Othon, suivi des corps d'élite, d'éclaireurs, des cohortes et des vétérans du prétoire, nerf des armées impériales, et des nombreuses légions de marine, s'avance jusqu'au pied des Alpes, au-devant du lieutenant de Vitellius, Cécina.
«La marche d'Othon, dit Tacite, n'était ni ralentie ni amollie par le luxe; mais Othon, revêtu d'une cuirasse de fer, à pied, marchant devant les aigles, souillé de poussière, les cheveux en désordre, contrastait par son apparence avec son ancienne réputation de mollesse.

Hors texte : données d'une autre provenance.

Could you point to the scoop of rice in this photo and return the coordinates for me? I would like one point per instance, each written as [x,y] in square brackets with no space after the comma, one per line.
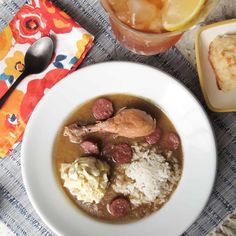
[149,176]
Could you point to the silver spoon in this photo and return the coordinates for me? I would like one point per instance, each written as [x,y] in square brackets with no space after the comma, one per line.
[37,59]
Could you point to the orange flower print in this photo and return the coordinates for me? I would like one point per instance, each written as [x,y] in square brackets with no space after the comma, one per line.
[3,87]
[11,124]
[5,42]
[29,24]
[60,21]
[15,64]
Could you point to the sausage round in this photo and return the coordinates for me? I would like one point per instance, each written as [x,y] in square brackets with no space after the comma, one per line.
[173,141]
[119,207]
[122,153]
[102,109]
[90,147]
[154,137]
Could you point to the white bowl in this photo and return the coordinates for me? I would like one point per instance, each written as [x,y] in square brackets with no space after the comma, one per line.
[182,108]
[216,99]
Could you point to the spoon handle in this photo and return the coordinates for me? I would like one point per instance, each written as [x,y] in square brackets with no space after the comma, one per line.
[4,98]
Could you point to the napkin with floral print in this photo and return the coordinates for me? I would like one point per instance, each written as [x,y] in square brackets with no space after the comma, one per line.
[33,21]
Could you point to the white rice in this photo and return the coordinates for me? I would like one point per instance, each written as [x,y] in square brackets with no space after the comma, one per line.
[148,178]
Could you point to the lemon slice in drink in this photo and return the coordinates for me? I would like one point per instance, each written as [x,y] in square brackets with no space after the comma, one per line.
[178,13]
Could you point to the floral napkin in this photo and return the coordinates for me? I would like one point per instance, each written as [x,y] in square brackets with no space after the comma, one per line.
[33,21]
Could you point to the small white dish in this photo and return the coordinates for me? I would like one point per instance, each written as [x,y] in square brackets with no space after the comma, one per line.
[177,102]
[216,99]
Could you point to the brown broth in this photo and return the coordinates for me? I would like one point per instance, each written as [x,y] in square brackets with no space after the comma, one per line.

«Cécina, de son côté, comme s'il avait laissé sur l'autre revers des Alpes la licence et la férocité de son caractère, s'avançait en Italie avec une armée irréprochable dans sa discipline. Les colonies et les municipalités romaines qu'il traversait en entrant en Italie lui reprochaient seulement son orgueil. Vêtu, en effet, d'une saie gauloise de diverses couleurs et de braies, vêtement étranger, il osait donner audience ainsi à des citoyens en toges.
«On ne pouvait tolérer non plus que sa femme Salonina, quoique innocemment, le suivît montée sur un cheval magnifique, enharnaché de pourpre. Telle est la nature humaine, que l'on considère d'un regard malveillant la récente fortune d'autrui. On n'exige de personne autant de modestie que de ceux qui étaient naguère nos égaux. Cependant Valens fait sa jonction avec Cécina.»
IV
Un conseil de guerre, tenu en présence d'Othon, où l'on délibère sur la bataille à donner ou à ajourner, fournit à l'historien l'occasion d'une magnifique énumération des forces de l'empire. Othon se décide à laisser livrer la bataille par ses lieutenants, et à se tenir lui-même à l'écart en réserve, comme la dernière majesté du peuple romain.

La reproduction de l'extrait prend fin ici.